Читаем The Beast Arises полностью

The carrier had left the Black Templars vessel for dead until then, content to dispatch boarding torpedoes and assault pods, but now the few dozen kilometres between them erupted into a lava stream of shells and explosive rounds. The two ships were already too close together for primary weapons, but even under that restriction the volume of fire that the ork’s command ship was capable of putting out was staggering. Obsidian Sky’s armoured prow simply dissolved, as if the ork ship were projecting an energy field that was causing it to dematerialise on contact. But Obsidian Sky was just too much ship, even for the mass carrier, to completely obliterate with defence batteries alone.

The space narrowed to under a kilometre.

Her bow had been burned to a flat stump. There was a cauterising flare as ship met shields.

‘Venerable…’ Thane breathed.

With sublime slowness, Obsidian Sky plunged into the carrier’s port side.

It was not slow. Thane knew that. But the scales and distances involved made a nonsense of any human notion of speed. The shorn, void-exposed inner bulkheads of Obsidian Sky’s forward section were folded in and crushed, driven deeper into the carrier’s crust by failing thrusters. Her hull began to deform, ripples spreading back as her starboard thruster blew out. Drive plasma flaring out into space, Obsidian Sky tilted, ground in, and then finally crashed sideways into the larger ship.

Thane winced from the first spark of the explosion, a pure white nucleus of destructive energy swelling up from Obsidian Sky

’s drive core. It lasted a fraction of a second, then rushed out in a flash that washed the entire viewscreen white. As if to compensate for the glare, deck lighting dipped. Terminals surged, arced and blew out in serial cascades of sparks. The blast front hit seconds behind the electromagnetic surge, and slammed Thane back into the command throne.

Shaking his head clear of shield saturation alerts and the low whine of decompression warnings, Thane reached up for the command throne’s grip studs and pulled himself back up. His multi-lung took over his breathing as his chest filled with smoke and his blood acidity spiked. He felt the sudden burn of frustrated anger. They could still have seen the Obsidian Sky and her crew clear; instead Magneric had almost destroyed them all.

‘Report,’ he called out, but everyone was still pulling themselves together or nursing flickering consoles like primitives around a fire.

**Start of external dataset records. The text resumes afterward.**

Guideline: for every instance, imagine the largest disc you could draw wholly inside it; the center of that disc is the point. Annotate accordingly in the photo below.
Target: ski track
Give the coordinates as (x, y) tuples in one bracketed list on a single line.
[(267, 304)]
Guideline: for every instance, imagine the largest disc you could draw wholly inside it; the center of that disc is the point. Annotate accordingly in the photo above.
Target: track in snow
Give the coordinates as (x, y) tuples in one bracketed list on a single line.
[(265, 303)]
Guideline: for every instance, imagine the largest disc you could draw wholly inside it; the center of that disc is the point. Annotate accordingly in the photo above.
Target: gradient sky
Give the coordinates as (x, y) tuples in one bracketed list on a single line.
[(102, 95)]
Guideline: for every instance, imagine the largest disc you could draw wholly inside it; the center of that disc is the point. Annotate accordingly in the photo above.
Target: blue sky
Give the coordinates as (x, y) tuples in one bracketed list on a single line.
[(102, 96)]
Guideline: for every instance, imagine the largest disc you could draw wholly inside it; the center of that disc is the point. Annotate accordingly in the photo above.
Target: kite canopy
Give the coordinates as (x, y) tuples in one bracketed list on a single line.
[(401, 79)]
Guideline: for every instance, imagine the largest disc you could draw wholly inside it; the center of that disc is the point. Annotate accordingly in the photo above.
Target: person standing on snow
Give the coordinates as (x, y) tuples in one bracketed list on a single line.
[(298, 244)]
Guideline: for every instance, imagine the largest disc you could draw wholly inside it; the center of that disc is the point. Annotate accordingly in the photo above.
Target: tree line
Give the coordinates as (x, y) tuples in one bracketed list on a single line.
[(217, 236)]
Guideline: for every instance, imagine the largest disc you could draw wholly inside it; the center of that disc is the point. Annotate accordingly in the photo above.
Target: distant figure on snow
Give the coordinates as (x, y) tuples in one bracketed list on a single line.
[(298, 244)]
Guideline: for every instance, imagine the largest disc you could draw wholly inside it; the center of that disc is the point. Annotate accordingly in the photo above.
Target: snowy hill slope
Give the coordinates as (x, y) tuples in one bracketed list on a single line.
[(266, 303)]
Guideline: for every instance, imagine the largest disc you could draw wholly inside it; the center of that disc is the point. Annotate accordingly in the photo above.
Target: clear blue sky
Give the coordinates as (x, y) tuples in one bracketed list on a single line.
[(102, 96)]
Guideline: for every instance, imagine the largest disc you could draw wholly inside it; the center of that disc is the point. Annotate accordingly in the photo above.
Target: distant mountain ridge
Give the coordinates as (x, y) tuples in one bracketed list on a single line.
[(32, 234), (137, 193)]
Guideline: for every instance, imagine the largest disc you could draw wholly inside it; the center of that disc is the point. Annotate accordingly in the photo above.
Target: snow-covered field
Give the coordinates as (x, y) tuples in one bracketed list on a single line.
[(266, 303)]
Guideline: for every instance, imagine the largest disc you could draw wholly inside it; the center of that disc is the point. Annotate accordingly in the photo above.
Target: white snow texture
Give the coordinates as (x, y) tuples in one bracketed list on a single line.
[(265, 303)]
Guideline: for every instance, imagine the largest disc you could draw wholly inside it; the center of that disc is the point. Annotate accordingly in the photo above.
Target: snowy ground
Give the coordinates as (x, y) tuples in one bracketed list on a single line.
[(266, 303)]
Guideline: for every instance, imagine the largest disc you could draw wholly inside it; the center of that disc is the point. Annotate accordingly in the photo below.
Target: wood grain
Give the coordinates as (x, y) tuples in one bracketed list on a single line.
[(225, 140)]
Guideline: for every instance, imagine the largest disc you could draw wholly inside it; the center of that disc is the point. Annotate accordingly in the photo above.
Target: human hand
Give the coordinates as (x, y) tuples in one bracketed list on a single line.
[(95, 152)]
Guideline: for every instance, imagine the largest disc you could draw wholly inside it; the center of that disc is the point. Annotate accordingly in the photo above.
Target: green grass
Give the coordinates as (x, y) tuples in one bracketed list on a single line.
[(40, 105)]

A pair of serfs at auspectoria hurriedly shared notes and drew some quick adjustments to the pattern of curves and vectors on the scanner table. At the same time, the main viewer began to clear and a rough cheer went up from the command crew. The mass carrier was listing, a massive hole blasted out of its side. It was possible to make out distinct decks within the almost perfect hemispherical cutaway, lights twinkling behind the debris cloud and coherence fields like stars within a nebula.

Obsidian Sky is down,’ reported an auspex serf. ‘Two Black Templars ships still intact. Cruisers. One of them is the

Interdictor. Dantalion, Bulwark, and Faceless Warrior are with them.’

‘The ork ships, my lord,’ said Kale, the swirling colours of the strategium chart desk like racing storm clouds across his face. ‘They’re assuming new headings, moving off from the carrier.’

Thane sank back into the command throne and summoned a pared-back copy of the strategium read-outs to his data-display. The orks were disengaging, breaking for the system perimeter. But why? Why run? Even with their leviathan flagship crippled they had the Imperial forces grossly outgunned.

‘I am seeing some unusual immaterial extrusions centred around the ork carrier,’ Thane said.

‘Teleporter activity,’ Kale explained. ‘High volume over short distances.’

‘It is unlike orks to evacuate. Or to run.’

‘This leadership caste we’ve been hearing about?’

Thane cupped his chin in his hand as the deck around him shook. But why run?

The movement in the viewer was so subtle that it took even Thane’s sharpened senses a moment to pick it up. The carrier’s fin-like primary weapon was cleaving through the wreckage field. Thane saw coils charging, energy gathering in glowing capacitors along the massive cannon’s length. For a moment, he was looking straight down its barrel. Alcazar Remembered was too big to move out of the way. Anything else was a stubborn act of futility.

An ember struck up within the splayed bore of the cannon, vibrating, caged within a magnetic field. Coming from within that debris cloud it looked more like a birthing sun than a weapon. Thane saw a glint, the tip of the sunbeam that lanced towards him, then it blinked like a shooting star as the beam shot across the bows.